Integrated Multi-Omics Analysis Identifies Novel Prognostic and Diagnostic Hub Genes in Colorectal Cancer
Round 1
Reviewer 1 Report
Comments and Suggestions for AuthorsColorectal can certainly is a major killer and there is a need to identify prognostic and discriminatory genes. In this study, the authors performed a 'meta-analysis' like study of 4 separately published transcriptome data sets from Colorectal tumours and healthy controls. This identified 128 genes with prognostic potential and 23 'hub' genes with discriminatory potential. Many of these genes have not been flagged up before.
This study is interesting and the methods are valid and I believe the results. The major issue I have with the manuscript as it is presented now is that the data presentation and text obscured potential impact. To put it into a nutshell, the authors should drastically shorten the manuscript, highlight key findings in their figures and streamline the whole. Many data that are described at length in the RESULTS section in the text can be presented in tables and summarised. Many figures could be relegated into what would be supplementary figures or equivalent. Many of the figure segments are too small. The DISCUSSION is far too long. In all, the whole manuscript should be shortened by 50-70%. I will go through some details below:
(1) Much of the analysis is based on the WGCNA but the key reference for this is not provided which is strange. I guess it should be:
Langfelder P, Horvath S. BMC Bioinformatics. 2008 Dec 29;9:559. doi: 10.1186/1471-2105-9-559. PMID: 19114008.
(2) The volcano plots of Figure 1 are not very informative. They could go as supplementary figures. It would be nice to have some of the genes that really stand out in terms of significance and fold change labelled in the plots.
(3) the heat maps of Figure 2 again seem supplementary, the labels of the genes on the right are too small to read.
(4) Figure 3 is ok as main figure.
(5) The gene ontology (Figures 4, 6) is described excessively in the text, with GO terms listed etc. Much is shown in the figure anyway and could be listed in a table. Figures 5 and 7 should probably be a supplementary figures.
(6) The individual Kaplan-Meier plots (scheme 3) are too small, especially the text in them, but they represent key findings. The authors should select some of the key plots as major figures and relegate most as supplementary data.
(7) Figure 10 could be improved, the individual panels are too small.
(8) The presentation and description in the RESULTS text of figure 12 is confusing.
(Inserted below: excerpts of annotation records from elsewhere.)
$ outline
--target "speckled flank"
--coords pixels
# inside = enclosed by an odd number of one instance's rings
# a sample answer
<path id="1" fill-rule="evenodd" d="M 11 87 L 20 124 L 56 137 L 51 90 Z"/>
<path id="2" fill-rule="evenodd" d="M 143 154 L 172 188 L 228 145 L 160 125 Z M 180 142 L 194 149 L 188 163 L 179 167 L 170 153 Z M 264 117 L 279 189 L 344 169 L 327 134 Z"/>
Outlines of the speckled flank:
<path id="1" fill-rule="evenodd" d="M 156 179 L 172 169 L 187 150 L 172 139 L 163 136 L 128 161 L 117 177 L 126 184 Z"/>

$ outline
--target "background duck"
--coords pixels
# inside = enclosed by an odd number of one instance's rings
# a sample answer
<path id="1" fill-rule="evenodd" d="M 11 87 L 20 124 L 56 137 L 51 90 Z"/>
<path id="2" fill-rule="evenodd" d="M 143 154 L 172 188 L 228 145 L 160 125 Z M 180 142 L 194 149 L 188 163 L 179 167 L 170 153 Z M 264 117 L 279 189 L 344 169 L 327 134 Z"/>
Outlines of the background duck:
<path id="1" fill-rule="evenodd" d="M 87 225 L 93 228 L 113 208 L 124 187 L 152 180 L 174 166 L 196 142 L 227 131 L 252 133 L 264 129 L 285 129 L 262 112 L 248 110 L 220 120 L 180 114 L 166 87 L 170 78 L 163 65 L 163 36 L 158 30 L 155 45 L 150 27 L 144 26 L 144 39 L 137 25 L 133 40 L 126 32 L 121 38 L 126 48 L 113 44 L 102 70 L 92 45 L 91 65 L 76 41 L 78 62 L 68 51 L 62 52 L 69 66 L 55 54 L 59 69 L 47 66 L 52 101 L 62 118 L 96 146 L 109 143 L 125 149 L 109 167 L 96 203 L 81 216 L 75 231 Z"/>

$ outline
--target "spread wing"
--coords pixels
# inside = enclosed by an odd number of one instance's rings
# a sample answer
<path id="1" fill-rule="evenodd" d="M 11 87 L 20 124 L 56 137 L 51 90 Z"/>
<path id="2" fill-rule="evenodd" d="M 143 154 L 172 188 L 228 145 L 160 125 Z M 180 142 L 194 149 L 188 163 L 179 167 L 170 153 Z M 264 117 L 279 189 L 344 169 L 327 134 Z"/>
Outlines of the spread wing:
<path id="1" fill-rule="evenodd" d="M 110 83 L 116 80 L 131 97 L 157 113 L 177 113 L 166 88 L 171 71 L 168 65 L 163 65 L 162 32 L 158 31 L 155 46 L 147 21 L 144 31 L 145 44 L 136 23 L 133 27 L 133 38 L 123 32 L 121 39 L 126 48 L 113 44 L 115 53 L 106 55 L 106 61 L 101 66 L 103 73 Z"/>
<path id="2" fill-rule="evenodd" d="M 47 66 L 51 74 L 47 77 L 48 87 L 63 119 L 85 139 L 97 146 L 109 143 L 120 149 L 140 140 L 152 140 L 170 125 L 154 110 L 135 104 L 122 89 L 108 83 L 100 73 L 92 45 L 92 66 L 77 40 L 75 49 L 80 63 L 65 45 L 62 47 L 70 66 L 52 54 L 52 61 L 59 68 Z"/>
I cannot distinguish any miRNA in the figure itself, so what is the point? Maybe the authors should make a scheme of what they describe in the text instead.
(8) The DISCUSSION is far too long, this should be drastically shortened and some of the info (e.g. function of key hub genes) could be summarised in a table. A large fraction of the DISCUSSION just repeats what has already been described in the RESULTS section, just alone this could be much shortened. As it is, the DISCUSSION obscures what is truly novel and there is a lack of discussion of next steps and limitations of the study.
Author Response
The authors like to thank the reviewers for their time and careful evaluation of the manuscript. Their valuable comments will surely help in improving the quality of the manuscript. The point-by-point answers to reviewers comments are given below:
Reviewer 1: Colorectal can certainly is a major killer and there is a need to identify prognostic and discriminatory genes. In this study, the authors performed a 'meta-analysis' like study of 4 separately published transcriptome data sets from Colorectal tumours and healthy controls. This identified 128 genes with prognostic potential and 23 'hub' genes with discriminatory potential. Many of these genes have not been flagged up before.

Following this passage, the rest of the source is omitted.